I recently attended a seminar meeting at St Pancras Hospital, chaired by Dr Khaldoon Ahmed, on Post-Traumatic Stress Disorder (PTSD). Amongst an elite crowd of Dr Walter Busuttil, Medical Director at Combat Stress, Professor Roland Littlewood, University College London, and Dr Brock Chisholm, Forced Migration, whether PTSD is a socio-political construct or illness entity was debated.
We were reminded of literary legacies of trauma; Charles Dickens spent many hours among corpses after a train crash at Staplehurst, Kent, and suffered symptoms that crept into his being. Lady Mercy recalled Macbeth crying out during his dreaming of mercies that lay buried in the depths of his mind. As Allan Young has described, repression and disassociation are empty languages that the mind uses to keep secrets from (it)self; a form of self-deception.
How are our narratives determined? Our experiences of being-in-the-world are infinitely threaded through our referential to time and space. Yet, we surface from beyond the all-encompassing nature of our existential life to function, and reflect on memories, and create a future.
An event experienced as traumatic quashes and annilihates both who we believe ourselves to be and the way we believe the world to be.
An intervention such as a diagnostic criteria for a mental disorder such as PTSD is vulnerable to claims that distress is medicalized; sorrow is a symptom and pain is pathology.
Confronting trauma demands the recognition of dual contradictions. I have previously argued that a therapeutic model in trauma cannot re-cover a pre-ruptured narrative. A re-covered trauma survivor is non-sensical. There is a rupture in the life-form of an individual’s narrative, phenomenologically experienced yet categorically defined by the DSM IV.
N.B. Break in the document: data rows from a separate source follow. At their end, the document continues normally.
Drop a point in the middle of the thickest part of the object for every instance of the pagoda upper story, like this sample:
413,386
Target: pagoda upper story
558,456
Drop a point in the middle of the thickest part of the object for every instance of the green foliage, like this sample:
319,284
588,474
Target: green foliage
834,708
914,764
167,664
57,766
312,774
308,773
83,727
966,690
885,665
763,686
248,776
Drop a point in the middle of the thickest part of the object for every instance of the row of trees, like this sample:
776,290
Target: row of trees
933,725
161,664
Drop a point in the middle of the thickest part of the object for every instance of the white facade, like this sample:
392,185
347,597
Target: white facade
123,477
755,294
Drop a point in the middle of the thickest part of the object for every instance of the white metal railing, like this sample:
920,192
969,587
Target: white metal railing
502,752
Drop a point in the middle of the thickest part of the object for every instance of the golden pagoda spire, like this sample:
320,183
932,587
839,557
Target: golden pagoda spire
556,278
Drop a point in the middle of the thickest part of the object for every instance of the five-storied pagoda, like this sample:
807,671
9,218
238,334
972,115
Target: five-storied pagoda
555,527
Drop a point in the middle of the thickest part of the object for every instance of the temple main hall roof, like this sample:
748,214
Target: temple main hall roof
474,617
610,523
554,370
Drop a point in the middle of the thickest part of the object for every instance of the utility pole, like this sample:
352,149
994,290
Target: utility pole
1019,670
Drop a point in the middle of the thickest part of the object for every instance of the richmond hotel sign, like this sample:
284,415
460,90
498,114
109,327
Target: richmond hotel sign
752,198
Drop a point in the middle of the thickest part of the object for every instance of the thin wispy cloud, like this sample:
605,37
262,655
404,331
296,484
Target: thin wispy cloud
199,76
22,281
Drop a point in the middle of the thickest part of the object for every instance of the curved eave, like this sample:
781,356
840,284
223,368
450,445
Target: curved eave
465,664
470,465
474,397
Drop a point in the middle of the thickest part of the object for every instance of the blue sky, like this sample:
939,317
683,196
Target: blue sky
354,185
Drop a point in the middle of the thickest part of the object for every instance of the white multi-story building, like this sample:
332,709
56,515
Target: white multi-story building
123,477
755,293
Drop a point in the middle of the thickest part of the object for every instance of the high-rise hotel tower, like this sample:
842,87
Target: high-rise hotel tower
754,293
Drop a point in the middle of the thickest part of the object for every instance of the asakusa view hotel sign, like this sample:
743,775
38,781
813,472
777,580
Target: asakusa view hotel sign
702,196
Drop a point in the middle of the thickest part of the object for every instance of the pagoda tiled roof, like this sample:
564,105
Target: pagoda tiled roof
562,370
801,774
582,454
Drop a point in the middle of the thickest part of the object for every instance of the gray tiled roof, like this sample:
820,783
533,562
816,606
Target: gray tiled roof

In parallel to the cataclysm of trauma, the experience pronounces a mountainous terrain, an emergence of an unfamiliarity and a significant monument to prevent, or at least threaten, our perseverance.
PTSD refers to a plethora of symptoms and centered on elements that are crucial for the subjective matters of our writings, our memoirs, our poetry, and our sufferings whether interpreted in frameworks of psychiatry, physiology, and pathology.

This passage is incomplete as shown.